Fukushima nuclear accident
The Fukushima Daiichi nuclear disaster was a series of equipment failures, nuclear meltdowns and releases of radioactive materials at the Fukushima nuclear power plant in northeastern Japan, following a devastating earthquake and tsunami on 11 March 2011 which claimed nearly 19,000 lives. It is the largest nuclear disaster since Chernobyl in 1986 and only the second disaster to measure Level 7 on the International Nuclear Event Scale.
Tepco seeks restart of two more Fukushima nuclear reactors
Tokyo Electric Power Company requested on Friday that safety inspections be carried out that may allow it to restart two nuclear reactors, despite concerns over how it has handled the catastrophe at the Fukushima plant.
All of Japan’s nuclear plants are offline while regulators consider restarts under safety rules revised after the March 2011 earthquake and tsunami caused meltdowns at the Fukushima Dai-Ichi plant.
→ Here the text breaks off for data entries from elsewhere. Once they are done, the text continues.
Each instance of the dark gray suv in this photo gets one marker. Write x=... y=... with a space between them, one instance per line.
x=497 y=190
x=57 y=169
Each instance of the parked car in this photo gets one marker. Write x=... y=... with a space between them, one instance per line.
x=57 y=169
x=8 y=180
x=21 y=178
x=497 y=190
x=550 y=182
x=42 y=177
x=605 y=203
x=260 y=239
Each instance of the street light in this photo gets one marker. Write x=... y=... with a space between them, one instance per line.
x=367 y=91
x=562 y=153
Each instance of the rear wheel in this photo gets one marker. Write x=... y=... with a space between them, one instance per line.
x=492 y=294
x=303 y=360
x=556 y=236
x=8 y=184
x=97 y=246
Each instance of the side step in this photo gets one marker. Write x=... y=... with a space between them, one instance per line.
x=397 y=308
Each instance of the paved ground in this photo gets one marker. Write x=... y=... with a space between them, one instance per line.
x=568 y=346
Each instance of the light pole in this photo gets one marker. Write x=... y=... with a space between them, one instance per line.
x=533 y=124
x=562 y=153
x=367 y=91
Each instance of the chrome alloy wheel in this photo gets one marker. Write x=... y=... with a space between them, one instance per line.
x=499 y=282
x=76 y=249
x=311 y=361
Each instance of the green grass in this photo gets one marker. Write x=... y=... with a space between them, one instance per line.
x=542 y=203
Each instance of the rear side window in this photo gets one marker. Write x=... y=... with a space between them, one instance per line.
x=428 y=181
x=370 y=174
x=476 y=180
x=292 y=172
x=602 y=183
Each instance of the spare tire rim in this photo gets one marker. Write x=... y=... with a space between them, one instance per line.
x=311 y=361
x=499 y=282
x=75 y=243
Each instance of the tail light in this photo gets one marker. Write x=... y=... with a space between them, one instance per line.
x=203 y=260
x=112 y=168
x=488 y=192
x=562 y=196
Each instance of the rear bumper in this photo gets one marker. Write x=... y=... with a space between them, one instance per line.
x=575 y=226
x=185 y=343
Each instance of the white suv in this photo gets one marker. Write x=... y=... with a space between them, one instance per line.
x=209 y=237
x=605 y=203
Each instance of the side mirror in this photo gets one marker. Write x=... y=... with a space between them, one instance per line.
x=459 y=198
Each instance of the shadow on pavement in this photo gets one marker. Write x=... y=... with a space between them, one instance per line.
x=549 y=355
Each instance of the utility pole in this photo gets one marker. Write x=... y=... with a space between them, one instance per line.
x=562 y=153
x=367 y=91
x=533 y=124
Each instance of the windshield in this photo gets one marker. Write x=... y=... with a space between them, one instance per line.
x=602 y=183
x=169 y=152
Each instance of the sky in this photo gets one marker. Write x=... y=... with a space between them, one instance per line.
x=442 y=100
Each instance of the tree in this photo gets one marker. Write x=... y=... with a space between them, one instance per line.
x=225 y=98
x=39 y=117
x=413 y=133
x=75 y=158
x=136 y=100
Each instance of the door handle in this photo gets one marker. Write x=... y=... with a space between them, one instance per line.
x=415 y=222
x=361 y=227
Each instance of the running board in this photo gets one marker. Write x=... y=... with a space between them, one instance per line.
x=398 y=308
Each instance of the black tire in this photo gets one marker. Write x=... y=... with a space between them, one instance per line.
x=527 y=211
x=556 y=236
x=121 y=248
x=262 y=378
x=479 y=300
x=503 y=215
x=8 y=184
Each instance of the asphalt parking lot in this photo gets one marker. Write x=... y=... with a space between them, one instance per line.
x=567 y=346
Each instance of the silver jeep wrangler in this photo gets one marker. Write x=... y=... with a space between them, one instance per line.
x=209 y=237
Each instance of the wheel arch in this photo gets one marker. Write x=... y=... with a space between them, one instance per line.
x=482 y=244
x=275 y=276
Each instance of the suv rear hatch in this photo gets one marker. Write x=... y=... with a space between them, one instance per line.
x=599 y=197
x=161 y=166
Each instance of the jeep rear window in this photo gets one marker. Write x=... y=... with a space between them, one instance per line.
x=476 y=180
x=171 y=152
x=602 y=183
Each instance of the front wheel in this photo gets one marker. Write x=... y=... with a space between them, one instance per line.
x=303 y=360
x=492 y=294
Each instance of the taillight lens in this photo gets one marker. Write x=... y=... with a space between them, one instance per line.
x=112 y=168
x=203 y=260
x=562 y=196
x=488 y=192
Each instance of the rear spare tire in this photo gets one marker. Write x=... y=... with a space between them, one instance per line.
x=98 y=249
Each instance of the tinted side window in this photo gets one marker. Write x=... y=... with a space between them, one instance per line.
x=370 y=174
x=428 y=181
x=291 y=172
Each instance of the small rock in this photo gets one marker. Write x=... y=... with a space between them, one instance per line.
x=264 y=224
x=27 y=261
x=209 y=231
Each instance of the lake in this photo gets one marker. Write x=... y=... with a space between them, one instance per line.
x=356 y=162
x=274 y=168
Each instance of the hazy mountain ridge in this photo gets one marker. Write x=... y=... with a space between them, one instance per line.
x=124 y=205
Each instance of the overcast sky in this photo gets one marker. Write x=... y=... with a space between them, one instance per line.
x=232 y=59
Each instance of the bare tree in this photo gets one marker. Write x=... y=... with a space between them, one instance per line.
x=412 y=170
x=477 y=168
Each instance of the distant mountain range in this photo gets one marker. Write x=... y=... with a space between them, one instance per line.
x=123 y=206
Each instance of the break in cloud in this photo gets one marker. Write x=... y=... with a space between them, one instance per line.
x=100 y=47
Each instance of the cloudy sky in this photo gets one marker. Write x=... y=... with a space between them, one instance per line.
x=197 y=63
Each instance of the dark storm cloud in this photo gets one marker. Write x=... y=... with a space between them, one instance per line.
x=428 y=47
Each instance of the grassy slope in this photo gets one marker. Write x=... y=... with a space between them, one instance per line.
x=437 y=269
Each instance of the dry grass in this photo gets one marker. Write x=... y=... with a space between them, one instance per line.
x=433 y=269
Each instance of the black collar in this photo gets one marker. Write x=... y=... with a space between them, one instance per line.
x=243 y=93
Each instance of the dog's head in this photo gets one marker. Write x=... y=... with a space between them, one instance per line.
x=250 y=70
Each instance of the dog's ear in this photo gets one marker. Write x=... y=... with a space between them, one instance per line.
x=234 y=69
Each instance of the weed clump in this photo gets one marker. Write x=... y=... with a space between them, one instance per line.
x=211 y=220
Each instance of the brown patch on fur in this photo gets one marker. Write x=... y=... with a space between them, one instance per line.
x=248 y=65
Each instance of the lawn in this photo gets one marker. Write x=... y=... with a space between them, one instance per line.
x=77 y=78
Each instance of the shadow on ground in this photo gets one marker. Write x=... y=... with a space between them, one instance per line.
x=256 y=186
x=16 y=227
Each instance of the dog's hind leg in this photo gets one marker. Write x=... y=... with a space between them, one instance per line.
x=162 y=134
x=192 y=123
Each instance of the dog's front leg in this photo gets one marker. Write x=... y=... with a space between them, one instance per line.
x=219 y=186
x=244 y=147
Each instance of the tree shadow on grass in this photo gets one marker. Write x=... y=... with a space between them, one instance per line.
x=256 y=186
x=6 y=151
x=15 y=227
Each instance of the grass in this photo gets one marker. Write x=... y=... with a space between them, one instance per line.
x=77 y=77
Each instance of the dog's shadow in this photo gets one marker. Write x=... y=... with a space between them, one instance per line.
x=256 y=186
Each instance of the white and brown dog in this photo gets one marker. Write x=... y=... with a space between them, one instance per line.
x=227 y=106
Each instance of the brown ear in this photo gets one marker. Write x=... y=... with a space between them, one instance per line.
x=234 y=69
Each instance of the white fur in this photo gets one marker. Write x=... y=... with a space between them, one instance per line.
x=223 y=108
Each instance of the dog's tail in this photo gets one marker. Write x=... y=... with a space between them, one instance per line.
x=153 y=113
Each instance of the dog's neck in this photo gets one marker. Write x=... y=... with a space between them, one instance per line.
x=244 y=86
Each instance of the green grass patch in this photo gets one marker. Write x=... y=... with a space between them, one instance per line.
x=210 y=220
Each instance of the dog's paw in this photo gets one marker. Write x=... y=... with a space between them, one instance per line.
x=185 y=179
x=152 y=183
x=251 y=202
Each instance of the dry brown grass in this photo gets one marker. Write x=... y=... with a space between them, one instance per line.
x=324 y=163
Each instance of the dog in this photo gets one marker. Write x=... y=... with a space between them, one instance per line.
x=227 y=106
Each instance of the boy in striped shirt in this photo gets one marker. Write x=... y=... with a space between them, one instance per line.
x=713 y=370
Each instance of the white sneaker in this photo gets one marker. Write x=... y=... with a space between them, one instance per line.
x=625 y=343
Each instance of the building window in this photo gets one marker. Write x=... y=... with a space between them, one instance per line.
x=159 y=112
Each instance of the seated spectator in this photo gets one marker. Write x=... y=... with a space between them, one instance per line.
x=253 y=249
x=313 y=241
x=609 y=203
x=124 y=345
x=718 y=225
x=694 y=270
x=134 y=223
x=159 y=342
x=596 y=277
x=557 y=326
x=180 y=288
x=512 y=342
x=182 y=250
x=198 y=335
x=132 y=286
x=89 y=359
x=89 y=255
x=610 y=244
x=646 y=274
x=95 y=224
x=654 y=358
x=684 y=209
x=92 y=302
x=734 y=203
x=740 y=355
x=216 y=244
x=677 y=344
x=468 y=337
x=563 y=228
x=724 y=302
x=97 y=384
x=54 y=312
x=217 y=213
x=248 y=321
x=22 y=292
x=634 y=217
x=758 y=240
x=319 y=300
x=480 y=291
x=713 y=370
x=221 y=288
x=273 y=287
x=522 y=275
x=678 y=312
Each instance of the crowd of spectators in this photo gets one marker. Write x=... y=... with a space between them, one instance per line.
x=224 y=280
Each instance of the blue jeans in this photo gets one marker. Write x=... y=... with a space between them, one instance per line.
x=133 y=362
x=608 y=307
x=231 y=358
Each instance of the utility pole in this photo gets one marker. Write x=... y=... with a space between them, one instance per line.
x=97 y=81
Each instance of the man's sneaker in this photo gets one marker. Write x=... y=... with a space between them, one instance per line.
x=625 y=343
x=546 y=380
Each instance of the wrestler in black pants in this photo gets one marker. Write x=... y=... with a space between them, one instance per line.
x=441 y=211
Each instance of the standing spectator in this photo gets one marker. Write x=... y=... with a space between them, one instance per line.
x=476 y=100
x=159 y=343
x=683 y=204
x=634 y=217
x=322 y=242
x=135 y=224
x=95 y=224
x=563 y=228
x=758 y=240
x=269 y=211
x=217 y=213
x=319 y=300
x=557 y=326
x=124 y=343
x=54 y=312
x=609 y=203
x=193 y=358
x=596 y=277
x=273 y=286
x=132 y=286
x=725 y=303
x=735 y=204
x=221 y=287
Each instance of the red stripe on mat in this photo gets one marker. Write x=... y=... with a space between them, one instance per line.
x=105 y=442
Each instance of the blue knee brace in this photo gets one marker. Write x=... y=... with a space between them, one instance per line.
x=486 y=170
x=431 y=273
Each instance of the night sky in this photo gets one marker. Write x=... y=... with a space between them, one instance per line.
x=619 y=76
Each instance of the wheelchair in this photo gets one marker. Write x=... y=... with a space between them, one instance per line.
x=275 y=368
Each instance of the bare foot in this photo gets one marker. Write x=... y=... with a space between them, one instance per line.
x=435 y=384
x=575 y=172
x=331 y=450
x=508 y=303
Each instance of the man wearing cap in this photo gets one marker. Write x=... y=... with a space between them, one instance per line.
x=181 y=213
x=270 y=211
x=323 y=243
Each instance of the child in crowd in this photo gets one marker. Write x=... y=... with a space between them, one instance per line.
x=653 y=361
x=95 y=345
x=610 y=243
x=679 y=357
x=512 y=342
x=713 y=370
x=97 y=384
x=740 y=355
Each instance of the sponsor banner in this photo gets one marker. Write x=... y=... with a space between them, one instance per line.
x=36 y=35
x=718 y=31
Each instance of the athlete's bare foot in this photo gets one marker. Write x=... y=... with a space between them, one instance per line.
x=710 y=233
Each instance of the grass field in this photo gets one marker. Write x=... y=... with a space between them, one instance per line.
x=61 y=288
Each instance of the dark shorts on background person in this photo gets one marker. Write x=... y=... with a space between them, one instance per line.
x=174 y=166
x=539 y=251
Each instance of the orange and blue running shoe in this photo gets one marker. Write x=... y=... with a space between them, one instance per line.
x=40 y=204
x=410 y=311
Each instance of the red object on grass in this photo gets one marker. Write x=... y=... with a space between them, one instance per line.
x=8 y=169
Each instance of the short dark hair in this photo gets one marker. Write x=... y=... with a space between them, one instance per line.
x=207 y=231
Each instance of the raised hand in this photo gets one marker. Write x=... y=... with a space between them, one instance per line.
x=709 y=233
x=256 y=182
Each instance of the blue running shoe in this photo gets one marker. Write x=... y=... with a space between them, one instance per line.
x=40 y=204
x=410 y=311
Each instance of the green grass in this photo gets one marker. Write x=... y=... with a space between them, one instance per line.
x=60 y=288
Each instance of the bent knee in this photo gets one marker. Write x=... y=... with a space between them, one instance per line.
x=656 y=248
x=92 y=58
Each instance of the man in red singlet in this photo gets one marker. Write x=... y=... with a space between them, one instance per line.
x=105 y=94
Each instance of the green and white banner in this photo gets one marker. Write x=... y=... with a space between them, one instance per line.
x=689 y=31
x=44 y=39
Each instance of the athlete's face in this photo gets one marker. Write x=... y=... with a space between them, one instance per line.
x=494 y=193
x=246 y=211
Restarts will require approvals from the Nuclear Regulation Authority and local governments.
The request to restart two reactors at Kashiwazaki-Kariwa, in Niigata Prefecture on the Japan Sea coast, brings to 14 the number of reactors that utilities want assessed.
The plant is the world’s largest atomic power plant, whose seven reactors have a combined output capacity of 8.2 million kilowatts. Tepco is seeking restarts of reactor numbers 6 and 7, advanced boiling water reactors that are the newest at the plant.
Tepco and other utilities are eager to restart at least some of the country’s 50 operable reactors to help defray rising costs both from maintaining the nuclear plants and also from increased imports of gas and oil for conventional power plants needed to offset lost generating capacity.
The request comes as a parliamentary panel questions Tepco’s president, Naomi Hirose, on Friday over the company’s handling of the accident, as radiation leaks and other troubles persist.
Opposition lawmakers of the lower house grilled Hirose over a decision by Tepco to delay use of measures now being considered to prevent radiation-tainted water from escaping into groundwater and the sea.
“You knew of this radioactive water problem more than two years ago,” Masato Imai of the Democratic Party of Japan, which was in power at the time of the accident, told Hirose.
“It appears your risk awareness was way too low,” he said. “Why did you not act then?”
While apologising repeatedly for the leaks and other mishaps at the plant, Hirose said that the heaps of rubble and other waste from the tsunami and explosions at the plant, and high levels of radiation, prevented some work from being done. Worries over cost and feasibility also have slowed progress on stabilising the situation at the plant, he said.
Meanwhile, the water continues to accumulate as Tepco struggles to keep the damaged reactors cool and prevent further meltdowns.
“The water is unable to escape, but it is still accumulating. It is a very difficult situation,” Hirose said.
“It’s really a ‘whack-a-mole’ situation,” he said, pledging to “do what needs doing” and avoid delays and failures in the future.